Reality Check: How many children are in the Calais “Jungle”?

Image caption
Many of the migrants are living in make shift accommodation in the “Jungle”

Children in the Calais “Jungle” are crossing the Channel to be reunited with their families who have previously made the journey to the UK.

But how many child migrants are there in the camp?

There are no firm figures for the number of people or children living in the Jungle camp.

They are not registered with the French authorities and the numbers are constantly changing as some leave and new people arrive.

But there are estimates.

Officials in Calais conducted a “visual survey” of the Jungle last week and estimated that there are around 6,500 people currently there, 1,200 of them are unaccompanied children.

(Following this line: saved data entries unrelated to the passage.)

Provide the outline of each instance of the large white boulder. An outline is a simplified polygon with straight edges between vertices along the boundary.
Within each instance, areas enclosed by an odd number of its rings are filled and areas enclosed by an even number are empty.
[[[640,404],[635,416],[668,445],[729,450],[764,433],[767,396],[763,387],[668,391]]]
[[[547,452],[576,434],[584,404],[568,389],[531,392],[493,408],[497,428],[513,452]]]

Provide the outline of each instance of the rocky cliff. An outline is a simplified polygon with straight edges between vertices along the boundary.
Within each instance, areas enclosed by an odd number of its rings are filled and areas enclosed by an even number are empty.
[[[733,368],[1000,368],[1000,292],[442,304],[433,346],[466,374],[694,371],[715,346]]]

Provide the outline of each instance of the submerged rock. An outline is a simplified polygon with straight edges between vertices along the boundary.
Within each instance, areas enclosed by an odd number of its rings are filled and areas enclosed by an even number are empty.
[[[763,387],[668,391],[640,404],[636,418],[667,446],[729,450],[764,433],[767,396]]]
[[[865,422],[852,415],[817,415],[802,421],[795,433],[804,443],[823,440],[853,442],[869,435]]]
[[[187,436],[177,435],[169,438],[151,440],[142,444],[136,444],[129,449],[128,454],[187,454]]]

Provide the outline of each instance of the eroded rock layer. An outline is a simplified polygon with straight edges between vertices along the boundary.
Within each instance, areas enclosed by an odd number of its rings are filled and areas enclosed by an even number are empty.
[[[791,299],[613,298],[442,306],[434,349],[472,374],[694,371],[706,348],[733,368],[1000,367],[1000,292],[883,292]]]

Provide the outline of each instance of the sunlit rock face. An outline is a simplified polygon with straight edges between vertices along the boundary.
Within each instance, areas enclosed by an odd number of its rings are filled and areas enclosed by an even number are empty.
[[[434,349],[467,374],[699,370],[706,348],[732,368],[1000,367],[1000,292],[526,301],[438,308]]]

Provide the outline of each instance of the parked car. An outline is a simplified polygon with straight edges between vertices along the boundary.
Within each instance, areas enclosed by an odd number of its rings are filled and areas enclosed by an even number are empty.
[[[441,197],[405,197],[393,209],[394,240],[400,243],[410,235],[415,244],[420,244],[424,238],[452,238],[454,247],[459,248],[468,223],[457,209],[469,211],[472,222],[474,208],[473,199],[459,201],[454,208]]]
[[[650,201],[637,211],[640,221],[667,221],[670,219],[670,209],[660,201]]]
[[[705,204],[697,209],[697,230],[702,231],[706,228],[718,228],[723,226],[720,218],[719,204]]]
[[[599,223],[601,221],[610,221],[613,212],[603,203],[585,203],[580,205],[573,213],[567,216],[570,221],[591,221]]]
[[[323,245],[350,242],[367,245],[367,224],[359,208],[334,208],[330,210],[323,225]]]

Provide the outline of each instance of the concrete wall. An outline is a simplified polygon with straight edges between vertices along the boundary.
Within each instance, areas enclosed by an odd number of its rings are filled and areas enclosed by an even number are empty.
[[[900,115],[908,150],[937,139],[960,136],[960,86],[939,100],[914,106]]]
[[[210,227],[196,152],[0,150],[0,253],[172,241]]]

Charities that work in the camp estimate that there are around 1,000 unaccompanied children out of a population of around 10,000 people living in the Jungle.

An unaccompanied child in this context is anyone under the age of 18, separated from both parents and not being cared for by an adult who in law or by custom has responsibility to do so.

The most vulnerable unaccompanied children are girls, those under the age of 13, and orphans.

The youngest child

The Safe Passage UK charity said it had identified, in August, 387 children who could be resettled in the UK and passed this list to the Home Office.

One hundred and eighty-seven of those children could be resettled under the EU”s Dublin regulation, which allows unaccompanied refugee children to be placed in a country where they have a relative who can be responsible for their care.

The rest could be brought to the UK on the basis of an amendment to the Immigration Act, originally put forward by Lord Dubs, which requires the government to arrange for the transfer to the UK of unaccompanied refugee children from Europe.

On the charity”s August list, the youngest child was eight years old, but the majority of them were between 14 and 17.

Difficult to assess

Children seeking asylum have to first apply for asylum in France, and then the claim can be transferred to the UK if they have relatives here.

It is not always easy to assess the claims. While some of the children, especially those who have come from Syria, have some of their identity documents with them, many do not.

The Home Office says it has identified more than 80 unaccompanied children who have been accepted for transfer to the UK from France under the Dublin regulation and nearly all of whom have now arrived in the UK.